In peer-to-peer lending, an individual logs on to a website like Prosper or LendingClub, seeking a loan to buy a car, consolidate credit card debt, or for another similar reason. At the same time, an investor wanting to earn a better rate than the bank offers on savings also logs on. They find each other, and work out a deal. It’s automated, structured, and better organized than how I’ve explained it, but that’s the gist. According to Prosper’s latest report, seasoned loans average 10.46% interest.
Peer to Peer Lending
Another company, Kiva connects individuals who want to alleviate poverty to Third World entrepreneurs who want to get out of poverty with microloans that fund simple businesses: buying chickens to sell the eggs, owning the only cell phone in a village and renting it, and other more ambitious ideas.

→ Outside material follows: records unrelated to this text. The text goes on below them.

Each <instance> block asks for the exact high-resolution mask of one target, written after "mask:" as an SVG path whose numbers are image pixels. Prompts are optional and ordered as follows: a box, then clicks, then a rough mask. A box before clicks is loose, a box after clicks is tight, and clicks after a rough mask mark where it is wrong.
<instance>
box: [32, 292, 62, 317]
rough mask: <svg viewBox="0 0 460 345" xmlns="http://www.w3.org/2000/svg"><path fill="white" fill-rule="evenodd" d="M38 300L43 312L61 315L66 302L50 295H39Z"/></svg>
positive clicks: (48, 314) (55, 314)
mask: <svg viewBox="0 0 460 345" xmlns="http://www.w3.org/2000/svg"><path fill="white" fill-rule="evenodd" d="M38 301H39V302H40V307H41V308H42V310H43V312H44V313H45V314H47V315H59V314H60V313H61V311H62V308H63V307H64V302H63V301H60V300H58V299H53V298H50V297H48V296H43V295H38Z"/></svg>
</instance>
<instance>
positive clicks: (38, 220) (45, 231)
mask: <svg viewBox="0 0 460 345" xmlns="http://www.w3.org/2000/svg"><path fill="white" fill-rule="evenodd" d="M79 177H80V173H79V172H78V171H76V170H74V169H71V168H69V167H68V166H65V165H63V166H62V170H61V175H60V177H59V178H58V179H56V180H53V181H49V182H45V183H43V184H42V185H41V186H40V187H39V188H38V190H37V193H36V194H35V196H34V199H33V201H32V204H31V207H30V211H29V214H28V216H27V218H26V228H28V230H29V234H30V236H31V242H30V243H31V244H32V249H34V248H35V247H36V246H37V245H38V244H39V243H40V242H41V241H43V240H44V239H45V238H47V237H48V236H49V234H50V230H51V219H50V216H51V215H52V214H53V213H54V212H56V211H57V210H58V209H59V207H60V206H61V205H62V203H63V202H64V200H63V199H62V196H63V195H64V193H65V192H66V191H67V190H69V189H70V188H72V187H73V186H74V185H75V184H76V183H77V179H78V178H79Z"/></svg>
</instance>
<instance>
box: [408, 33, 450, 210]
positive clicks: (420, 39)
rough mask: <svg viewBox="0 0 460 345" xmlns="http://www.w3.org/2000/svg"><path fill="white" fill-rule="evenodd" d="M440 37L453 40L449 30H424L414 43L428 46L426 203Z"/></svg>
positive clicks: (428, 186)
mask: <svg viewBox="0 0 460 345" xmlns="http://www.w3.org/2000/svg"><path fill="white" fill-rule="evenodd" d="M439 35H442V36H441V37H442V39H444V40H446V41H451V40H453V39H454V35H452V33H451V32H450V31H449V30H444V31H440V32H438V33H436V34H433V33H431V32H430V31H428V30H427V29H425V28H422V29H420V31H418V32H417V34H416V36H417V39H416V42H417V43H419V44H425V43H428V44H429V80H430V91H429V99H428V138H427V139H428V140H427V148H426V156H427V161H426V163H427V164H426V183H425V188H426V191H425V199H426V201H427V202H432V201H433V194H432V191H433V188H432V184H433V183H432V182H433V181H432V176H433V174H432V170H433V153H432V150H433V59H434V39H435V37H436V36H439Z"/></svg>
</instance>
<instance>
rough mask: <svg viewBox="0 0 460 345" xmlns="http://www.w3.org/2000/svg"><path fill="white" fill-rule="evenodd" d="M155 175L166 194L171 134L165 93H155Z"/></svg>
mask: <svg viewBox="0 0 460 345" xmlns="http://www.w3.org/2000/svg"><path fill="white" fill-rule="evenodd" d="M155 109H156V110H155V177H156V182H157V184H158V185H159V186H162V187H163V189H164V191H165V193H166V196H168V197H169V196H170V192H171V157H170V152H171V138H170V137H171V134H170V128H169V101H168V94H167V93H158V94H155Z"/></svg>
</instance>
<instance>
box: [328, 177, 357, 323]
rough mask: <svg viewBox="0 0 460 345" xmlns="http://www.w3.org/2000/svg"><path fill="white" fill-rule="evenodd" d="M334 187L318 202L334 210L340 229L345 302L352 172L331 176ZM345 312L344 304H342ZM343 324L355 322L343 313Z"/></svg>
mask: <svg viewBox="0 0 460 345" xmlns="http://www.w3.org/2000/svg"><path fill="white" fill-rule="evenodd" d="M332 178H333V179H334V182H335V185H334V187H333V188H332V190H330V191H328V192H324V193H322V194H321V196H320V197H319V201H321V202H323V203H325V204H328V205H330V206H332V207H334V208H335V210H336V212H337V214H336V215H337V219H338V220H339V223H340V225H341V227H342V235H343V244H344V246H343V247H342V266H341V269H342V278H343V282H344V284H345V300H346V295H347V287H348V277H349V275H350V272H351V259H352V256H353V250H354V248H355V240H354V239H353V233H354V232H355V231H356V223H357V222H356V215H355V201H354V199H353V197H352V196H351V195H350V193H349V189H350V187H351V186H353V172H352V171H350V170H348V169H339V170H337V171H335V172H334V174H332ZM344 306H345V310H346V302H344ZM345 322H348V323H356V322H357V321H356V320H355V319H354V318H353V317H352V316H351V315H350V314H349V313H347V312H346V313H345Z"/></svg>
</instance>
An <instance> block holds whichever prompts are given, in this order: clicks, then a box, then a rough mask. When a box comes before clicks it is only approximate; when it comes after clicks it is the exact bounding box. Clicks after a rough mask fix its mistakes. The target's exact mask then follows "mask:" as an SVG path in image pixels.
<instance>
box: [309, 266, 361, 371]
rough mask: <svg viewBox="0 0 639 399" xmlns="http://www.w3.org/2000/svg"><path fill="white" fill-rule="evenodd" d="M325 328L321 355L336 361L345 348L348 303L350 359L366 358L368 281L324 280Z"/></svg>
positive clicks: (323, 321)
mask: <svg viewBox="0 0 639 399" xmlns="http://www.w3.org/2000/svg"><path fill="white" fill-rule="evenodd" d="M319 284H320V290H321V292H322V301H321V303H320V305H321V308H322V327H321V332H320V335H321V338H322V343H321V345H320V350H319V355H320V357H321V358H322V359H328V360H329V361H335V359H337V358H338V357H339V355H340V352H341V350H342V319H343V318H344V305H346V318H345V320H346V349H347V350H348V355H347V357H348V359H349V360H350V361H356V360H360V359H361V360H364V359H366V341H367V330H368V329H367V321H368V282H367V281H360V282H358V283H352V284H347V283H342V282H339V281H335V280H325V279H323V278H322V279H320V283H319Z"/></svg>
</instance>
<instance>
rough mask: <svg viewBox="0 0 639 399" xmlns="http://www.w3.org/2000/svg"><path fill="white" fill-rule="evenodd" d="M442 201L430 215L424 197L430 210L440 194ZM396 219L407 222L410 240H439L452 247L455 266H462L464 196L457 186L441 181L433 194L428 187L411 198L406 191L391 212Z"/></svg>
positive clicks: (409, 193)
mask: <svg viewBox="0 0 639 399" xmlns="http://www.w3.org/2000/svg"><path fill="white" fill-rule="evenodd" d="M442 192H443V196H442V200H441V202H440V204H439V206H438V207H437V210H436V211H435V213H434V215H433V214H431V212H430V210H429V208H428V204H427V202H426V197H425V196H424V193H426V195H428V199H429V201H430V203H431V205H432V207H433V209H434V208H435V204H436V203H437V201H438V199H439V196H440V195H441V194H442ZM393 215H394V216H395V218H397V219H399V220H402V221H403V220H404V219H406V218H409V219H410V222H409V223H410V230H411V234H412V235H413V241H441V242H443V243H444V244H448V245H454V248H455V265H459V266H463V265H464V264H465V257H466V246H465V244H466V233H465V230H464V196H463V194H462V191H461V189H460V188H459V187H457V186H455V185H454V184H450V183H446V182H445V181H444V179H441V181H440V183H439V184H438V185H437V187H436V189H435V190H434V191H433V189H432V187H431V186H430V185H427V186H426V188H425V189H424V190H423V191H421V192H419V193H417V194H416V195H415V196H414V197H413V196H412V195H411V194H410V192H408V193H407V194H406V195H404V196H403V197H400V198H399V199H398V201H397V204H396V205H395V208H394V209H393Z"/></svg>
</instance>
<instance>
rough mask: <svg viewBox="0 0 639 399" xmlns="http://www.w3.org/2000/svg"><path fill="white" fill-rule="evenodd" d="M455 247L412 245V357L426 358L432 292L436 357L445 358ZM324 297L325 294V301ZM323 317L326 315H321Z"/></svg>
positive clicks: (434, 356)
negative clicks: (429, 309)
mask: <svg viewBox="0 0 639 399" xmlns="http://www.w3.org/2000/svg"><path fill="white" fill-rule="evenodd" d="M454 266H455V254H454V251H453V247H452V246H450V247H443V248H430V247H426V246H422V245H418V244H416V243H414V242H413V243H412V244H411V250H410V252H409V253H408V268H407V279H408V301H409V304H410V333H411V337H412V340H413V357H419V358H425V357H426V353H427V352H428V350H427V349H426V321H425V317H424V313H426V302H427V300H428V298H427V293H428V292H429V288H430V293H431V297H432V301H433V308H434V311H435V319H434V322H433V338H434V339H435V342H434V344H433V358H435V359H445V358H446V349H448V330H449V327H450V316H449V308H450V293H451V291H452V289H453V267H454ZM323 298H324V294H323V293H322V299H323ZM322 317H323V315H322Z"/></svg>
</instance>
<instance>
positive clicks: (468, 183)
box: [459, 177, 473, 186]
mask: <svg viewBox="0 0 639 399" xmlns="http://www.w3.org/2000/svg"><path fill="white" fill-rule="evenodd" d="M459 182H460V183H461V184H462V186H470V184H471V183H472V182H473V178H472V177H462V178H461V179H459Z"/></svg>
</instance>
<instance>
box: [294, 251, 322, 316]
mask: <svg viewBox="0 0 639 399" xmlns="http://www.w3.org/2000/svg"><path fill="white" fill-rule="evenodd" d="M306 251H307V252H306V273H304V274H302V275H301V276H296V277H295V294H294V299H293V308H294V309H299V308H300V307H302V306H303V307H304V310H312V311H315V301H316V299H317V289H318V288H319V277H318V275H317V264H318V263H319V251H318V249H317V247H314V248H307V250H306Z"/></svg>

Kickstarter is another crowd or peer-to-peer scheme for creative professionals like artists, musicians, and software developers. Backers fund projects in exchange for unique gifts like free copies of the finished CD, life long access to software, T-shirts, or private backers-only events.
This concept works.
What’s eye opening to those unfamiliar with the format, is it runs almost entirely on small contributions by dozens, hundreds, even thousands of lenders and backers. For instance, microloans at Kiva start at $25. A serious lender at LendingClub could have a $20,000 loan portfolio that spreads the risk over 800, $25-loans. Prosper has funded over $300,000,000 in loans, and LendingClub over $600,000,000 since their inceptions.
At Kickstarter, some creative projects have raised $3,000,000 in thousands of small backings! Software makes all this manageable and practical.
Bottom line is that there will soon be a whole lot of investor money going into smaller companies that go public outside the scope of Sarbanes-Oxley. It is a trend well worth paying attention to.